A group representing construction companies is crying foul over the Ottawa Hospital’s agreement with a labour group to build the new $2.8-billion Civic campus.

The Progressive Contractors Association of Canada filed a complaint with the Competition Bureau on Monday, urging the watchdog to investigate the hospital’s agreement with Unionized Building and Construction Trades of Eastern Ontario and Western Quebec.

The complaint alleges the deal prevents contractors and workers who aren’t affiliated with select unions from bidding on and building the 2.5-million-square-foot facility.

“There’s something seriously wrong when thousands of Ottawa area construction workers and local companies have no chance to build one of the largest infrastructure projects in the city’s history,” Karen Renkema, the PCA’s vice-president of Ontario, said in a news release.

“This is a deal that shuts out local talent and does not provide good public value. That warrants an investigation.”

The hospital announced the agreement with the trade unions last month.

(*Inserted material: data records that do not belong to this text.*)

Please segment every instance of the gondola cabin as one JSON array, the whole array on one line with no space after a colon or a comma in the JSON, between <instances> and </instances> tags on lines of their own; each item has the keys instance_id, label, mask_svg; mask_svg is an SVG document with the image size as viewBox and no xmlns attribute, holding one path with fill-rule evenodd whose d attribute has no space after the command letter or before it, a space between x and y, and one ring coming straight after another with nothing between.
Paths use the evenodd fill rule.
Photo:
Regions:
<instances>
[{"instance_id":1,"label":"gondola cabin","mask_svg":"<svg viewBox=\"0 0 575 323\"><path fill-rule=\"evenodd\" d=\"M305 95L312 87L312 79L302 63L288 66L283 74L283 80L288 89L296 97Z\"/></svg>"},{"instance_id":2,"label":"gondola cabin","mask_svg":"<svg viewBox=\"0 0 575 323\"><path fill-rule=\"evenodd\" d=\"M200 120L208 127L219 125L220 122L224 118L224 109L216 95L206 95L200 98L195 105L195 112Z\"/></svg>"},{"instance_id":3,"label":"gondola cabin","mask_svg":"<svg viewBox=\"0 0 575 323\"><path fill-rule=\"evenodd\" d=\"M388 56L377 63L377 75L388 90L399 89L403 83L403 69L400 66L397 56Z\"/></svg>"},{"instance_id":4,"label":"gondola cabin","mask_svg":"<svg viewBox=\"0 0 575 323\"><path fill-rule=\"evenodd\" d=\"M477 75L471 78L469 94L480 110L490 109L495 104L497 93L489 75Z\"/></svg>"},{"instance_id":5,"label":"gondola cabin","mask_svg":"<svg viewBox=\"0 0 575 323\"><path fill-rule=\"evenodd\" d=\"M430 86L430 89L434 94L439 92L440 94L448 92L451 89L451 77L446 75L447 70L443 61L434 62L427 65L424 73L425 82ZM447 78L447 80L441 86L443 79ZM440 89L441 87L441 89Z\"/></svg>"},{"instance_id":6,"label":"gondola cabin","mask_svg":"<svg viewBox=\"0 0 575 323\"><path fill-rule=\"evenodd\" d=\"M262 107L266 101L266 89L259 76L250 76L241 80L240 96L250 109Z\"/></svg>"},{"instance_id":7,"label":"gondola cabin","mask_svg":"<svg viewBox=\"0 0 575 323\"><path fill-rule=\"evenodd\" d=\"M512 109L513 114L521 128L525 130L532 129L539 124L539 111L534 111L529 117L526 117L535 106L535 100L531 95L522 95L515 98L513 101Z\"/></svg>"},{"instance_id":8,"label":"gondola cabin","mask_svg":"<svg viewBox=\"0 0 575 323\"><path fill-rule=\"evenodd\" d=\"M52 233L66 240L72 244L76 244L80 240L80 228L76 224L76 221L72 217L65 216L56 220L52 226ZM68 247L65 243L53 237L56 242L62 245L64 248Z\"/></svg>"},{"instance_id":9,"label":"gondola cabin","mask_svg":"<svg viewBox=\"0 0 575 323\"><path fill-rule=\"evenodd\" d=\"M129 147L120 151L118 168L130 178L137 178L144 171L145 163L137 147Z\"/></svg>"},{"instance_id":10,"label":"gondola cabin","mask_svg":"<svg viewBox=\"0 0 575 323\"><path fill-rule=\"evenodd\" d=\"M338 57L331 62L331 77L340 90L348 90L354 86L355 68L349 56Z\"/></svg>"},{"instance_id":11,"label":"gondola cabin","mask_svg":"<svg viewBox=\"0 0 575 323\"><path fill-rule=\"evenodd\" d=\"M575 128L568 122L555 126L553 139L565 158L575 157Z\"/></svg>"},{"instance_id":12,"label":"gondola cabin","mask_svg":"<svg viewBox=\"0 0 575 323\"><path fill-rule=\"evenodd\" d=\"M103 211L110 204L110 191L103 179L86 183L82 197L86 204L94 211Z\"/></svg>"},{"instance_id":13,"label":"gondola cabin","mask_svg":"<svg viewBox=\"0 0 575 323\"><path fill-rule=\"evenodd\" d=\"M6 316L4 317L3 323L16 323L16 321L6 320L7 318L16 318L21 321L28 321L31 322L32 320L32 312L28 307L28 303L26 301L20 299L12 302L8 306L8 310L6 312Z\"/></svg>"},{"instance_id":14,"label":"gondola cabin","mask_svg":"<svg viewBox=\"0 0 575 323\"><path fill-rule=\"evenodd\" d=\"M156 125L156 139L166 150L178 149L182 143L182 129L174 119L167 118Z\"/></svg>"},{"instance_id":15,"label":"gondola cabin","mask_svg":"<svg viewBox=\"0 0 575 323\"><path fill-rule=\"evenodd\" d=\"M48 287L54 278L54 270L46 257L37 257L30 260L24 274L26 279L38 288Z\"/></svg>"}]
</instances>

In a news release, it hailed the agreement as “historic” and the first of its kind in Ontario, saying it would help keep the project on schedule and avoid delays associated with work stoppage.

The agreement ensures all workers are properly trained and will create apprenticeship opportunities for underrepresented groups including First Nations, Inuit and Metis people, women and diverse and at-risk youth, the hospital said. It sets out the terms and conditions for all employers and trades working on the project “while still following Ontario’s requirements for an open and competitive procurement process,” the release said.

But the PCA says the exclusive labour agreement is restrictive, stifles competition and is not in the public interest.

“It is a clear example of exclusive dealing, tied selling and market restrictions, which run counter to the Competition Act,” Renkema said.

The PCA cited a report by the Montreal Economic Institute that said the agreement would escalate project costs by $168 million to $525 million.

The PCA represents more than 25,000 unionized construction workers across Canada.

The Civic campus project is due to be finished in 2028.